Find Us On Social Media :

Pemenang Olimpiade Matematika di Malaysia itu Anak Penjual Sayur

By Hery Prasetyo, Selasa, 6 Desember 2016 | 21:30 WIB

Pono Marten dan keluarganya.

Membantu jualan sayur

Setiap Jumat atau akhir pekan, sekolah memang diliburkan karena mayoritas siswa membantu orangtuanya berjualan sayur. Tak terkecuali Pono yang dengan giat membantu ibunya mengangkut sayur.

Sebelum berangkat sekolah, kegiatan yang dilakukan Pono setiap pagi adalah membantu ibunya berkebun. Menanam bibit kol jadi kesehariannya setiap pagi. Bahkan, setelah Pono pulang sekolah, cangkul menjadi "pengganti pensil" di kebun.

Meski rajin membantu orangtuanya berkebun, Pono tetap menyempatkan diri untuk belajar. Tak jarang, guru CLC Kundasang jadi "sasaran" Pono yang lapar akan ilmu pengetahuan.

Pono datang ke rumah guru dan bisa berjam-jam belajar. Semua hal ditanyakannya kepada sang guru. Pono mengaku tak suka olahraga. Malah, ketika waktu senggang, Pono lebih suka mengutak-atik komputer. Aplikasi editing Photosop menjadi hobi barunya.

"Biasa edit-edit foto, yang ngajar dari UMS KKN. Saya kembangkan melalui Google dan tutorial," ujar Pono.

Orangtua menjadi motivasi Pono untuk terus belajar. Pono terus mengingat pesan kedua orangtuanya untuk bekerja keras agar mengubah kehidupan keluarganya.

"Mereka (orangtua katakan) enggak mau kami (Pono dan saudaranya) seperti mereka. Mereka bilang harus belajar sungguh-sungguh," ujar Pono.

Pono menyampaikan keinginannya  menjadi seorang juru terbang atau pilot. Alasan Pono sederhana, ingin bertualang untuk mengelilingi dunia.

Pono baru sekali mengunjungi Indonesia. Di dalam lubuk hati terdalam, Pono ingin kembali pulang ke Tanah Air, ke kampung halamannya.

"Ingin melihat negeri sendiri," kata Pono.

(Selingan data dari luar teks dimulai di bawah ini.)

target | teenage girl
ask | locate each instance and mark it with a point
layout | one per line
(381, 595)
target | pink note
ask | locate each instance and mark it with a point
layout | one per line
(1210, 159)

Ibu Pono, Tabita, mengaku bangga ketika Pono menjadi juara Olimpiade Matematika. Tabita mengaku tak bisa memberikan apa-apa, kecuali motivasi agar Pono dan saudara-saudaranya bekerja keras untuk bertahan hidup.

Meski memiliki pendidikan rendah, Tabita tak mau Pono dan saudaranya bernasib sama seperti dirinya. Pono memiliki tujuh saudara. Dua orang telah mengenyam bangku kuliah, sisanya berada di bangku SMK, SMP, SD dan TK. Semua biaya pendidikan ditanggung dengan hasil kebun di ladang.

"Semuanya harus sekolah," ujar Tabita.